- Directed by: Phillip Rodriguez
- Produced by: Phillip Rodriguez
- Starring: George Lopez, Hector Orcí, Bill Dana, Arlene Dávila, Alex Nogales, Bruce Helford
- Release date: 2007;
- Country: United States
- Language: English

= Brown Is the New Green: George Lopez and the American Dream =

Brown Is the New Green: George Lopez and the American Dream is a 2007 American documentary directed and produced by Phillip Rodriguez. The film examines the ways in which efforts to profit from Latinos are shaping the Latino identity. Comedian George Lopez is the focus of the film, offering the viewer a behind-the-scenes look at the comedian's life and career and the ways in which he has advocated for Latinos in media and entertainment.

== Production ==
Phillip Rodriguez is a documentary filmmaker and veteran content provider for PBS. His last four films for public television have been broadcast in primetime to wide acclaim. He is the founder of City Projects, a production company whose films and educational programs challenge ideas about race and diversity in America. Rodriguez' documentary films bring to light the complexities of Latino culture, history, and identity at a time when our nation’s demographics reflect unprecedented growth in the Latino community and the concomitant demand for relevant storytelling.

=== Casting ===
George Lopez is an American comedian, actor, and talk show host who often examines race, class and other social issues in his work. Lopez, who is Mexican-American, often challenges the stereotypes of Latinos that persist in media and popular culture. Brown Is the New Green also features other Latino leaders and industry executives, including Hector Orcí , Bill Dana, Arlene Dávila, Alex Nogales, and Bruce Helford.

== Synopsis ==
Brown Is the New Green examines the ways in which the media and entertainment industry shape America's perception of Latinos. The documentary’s focal point is comedian George Lopez, an icon and advocate for Latinos’ move into the mainstream.

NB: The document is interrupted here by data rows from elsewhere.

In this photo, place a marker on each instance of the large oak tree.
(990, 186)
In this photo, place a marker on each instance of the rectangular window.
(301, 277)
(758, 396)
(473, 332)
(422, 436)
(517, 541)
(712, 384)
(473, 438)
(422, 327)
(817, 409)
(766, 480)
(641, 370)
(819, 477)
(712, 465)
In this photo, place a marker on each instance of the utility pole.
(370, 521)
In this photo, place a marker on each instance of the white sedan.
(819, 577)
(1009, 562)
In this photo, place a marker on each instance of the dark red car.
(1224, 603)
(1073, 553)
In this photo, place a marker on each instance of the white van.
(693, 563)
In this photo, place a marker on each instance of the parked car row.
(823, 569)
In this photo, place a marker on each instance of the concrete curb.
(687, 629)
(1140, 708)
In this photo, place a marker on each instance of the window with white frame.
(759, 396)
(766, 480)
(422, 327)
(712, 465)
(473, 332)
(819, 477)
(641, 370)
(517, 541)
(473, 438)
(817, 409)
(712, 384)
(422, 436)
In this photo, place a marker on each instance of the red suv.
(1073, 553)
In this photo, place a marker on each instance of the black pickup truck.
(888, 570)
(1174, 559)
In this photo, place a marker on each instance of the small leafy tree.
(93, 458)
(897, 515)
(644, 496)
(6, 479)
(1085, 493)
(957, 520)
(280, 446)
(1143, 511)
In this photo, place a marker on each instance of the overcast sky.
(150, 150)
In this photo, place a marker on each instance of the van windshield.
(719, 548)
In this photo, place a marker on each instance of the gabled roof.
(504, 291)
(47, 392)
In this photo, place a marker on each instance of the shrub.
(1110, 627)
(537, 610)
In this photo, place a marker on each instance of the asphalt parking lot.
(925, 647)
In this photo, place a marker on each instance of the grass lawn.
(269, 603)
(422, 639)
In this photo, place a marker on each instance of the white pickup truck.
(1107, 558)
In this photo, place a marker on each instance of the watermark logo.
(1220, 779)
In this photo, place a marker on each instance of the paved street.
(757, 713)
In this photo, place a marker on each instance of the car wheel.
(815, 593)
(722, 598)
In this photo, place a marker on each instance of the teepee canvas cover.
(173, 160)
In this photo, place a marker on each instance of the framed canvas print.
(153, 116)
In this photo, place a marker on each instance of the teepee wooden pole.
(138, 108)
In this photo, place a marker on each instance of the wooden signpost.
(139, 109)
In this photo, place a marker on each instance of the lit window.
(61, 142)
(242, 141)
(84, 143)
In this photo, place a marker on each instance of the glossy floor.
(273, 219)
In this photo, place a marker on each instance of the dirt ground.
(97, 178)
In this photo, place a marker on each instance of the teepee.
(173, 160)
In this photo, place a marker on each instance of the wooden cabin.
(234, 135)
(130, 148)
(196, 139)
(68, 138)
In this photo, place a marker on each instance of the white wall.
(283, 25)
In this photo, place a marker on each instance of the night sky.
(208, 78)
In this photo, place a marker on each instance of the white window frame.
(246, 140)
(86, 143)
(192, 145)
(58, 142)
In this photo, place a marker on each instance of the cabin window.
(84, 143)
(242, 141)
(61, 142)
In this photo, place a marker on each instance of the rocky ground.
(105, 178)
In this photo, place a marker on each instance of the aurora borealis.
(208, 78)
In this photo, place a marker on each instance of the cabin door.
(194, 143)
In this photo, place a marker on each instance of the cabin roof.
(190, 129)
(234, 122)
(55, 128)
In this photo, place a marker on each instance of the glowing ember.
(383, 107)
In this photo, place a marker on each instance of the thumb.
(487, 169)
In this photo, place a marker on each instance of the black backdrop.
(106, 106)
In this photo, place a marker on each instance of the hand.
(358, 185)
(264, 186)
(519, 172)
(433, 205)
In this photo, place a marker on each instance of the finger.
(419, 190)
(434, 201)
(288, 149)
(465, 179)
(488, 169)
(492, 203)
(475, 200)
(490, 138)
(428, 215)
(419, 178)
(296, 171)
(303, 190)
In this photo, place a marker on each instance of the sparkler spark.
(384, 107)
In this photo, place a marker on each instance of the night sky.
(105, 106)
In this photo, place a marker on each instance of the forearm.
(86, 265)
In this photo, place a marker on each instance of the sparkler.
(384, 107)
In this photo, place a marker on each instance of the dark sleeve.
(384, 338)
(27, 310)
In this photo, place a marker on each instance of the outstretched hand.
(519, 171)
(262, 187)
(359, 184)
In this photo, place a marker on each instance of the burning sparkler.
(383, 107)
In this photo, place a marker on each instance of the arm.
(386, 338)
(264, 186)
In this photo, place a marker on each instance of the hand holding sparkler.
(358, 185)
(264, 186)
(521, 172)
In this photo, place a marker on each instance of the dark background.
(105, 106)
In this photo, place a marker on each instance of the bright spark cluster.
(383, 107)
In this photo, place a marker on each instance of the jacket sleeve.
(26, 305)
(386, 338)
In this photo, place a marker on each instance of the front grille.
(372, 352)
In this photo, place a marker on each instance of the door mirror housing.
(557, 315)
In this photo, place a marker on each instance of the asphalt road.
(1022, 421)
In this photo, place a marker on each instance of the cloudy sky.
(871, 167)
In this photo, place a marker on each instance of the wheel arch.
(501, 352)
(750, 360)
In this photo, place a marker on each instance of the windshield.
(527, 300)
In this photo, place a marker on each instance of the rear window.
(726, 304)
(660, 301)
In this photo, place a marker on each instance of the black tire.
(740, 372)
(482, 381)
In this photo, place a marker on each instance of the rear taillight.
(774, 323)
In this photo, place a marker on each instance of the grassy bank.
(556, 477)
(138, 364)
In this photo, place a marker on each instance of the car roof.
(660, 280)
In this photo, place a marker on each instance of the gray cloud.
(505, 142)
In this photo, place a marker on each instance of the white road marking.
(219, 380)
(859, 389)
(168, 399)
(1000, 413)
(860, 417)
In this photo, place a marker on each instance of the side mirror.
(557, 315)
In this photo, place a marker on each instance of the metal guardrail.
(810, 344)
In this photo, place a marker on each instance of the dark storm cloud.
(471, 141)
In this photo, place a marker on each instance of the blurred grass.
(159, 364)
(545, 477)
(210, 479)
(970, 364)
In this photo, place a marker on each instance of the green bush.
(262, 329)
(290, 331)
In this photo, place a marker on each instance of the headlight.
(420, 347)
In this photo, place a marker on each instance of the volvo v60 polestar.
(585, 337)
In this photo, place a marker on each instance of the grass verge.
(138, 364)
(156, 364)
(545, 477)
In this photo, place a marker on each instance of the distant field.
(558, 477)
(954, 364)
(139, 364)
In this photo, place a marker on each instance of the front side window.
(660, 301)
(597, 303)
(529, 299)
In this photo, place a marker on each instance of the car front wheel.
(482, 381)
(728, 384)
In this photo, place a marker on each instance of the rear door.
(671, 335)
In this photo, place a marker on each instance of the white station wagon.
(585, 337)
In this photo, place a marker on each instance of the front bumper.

Brown Is the New Green offers rare behind-the-scenes access to Lopez’s life as he shares his struggles to represent Latinos in a manner true to their realities and aspirations. Lopez normalizes the image of Latinos in a way that delights and entertains. In contrast to Lopez's endeavors are the efforts of marketers intent on spinning Latinos as a wholly distinct subculture. The show also features conversations with members of the much-coveted Latino youth market, whose tastes and interests are far more eclectic than the marketers would have us believe.

== Awards ==
Brown Is the New Green won the Best Documentary for Television Imagen Award, 2008. The Imagen Foundation is an organization dedicated to promoting and encouraging positive and accurate portrayals of Latino characters and production storylines in film and television. The film was also nominated for a 2008 Alma Award.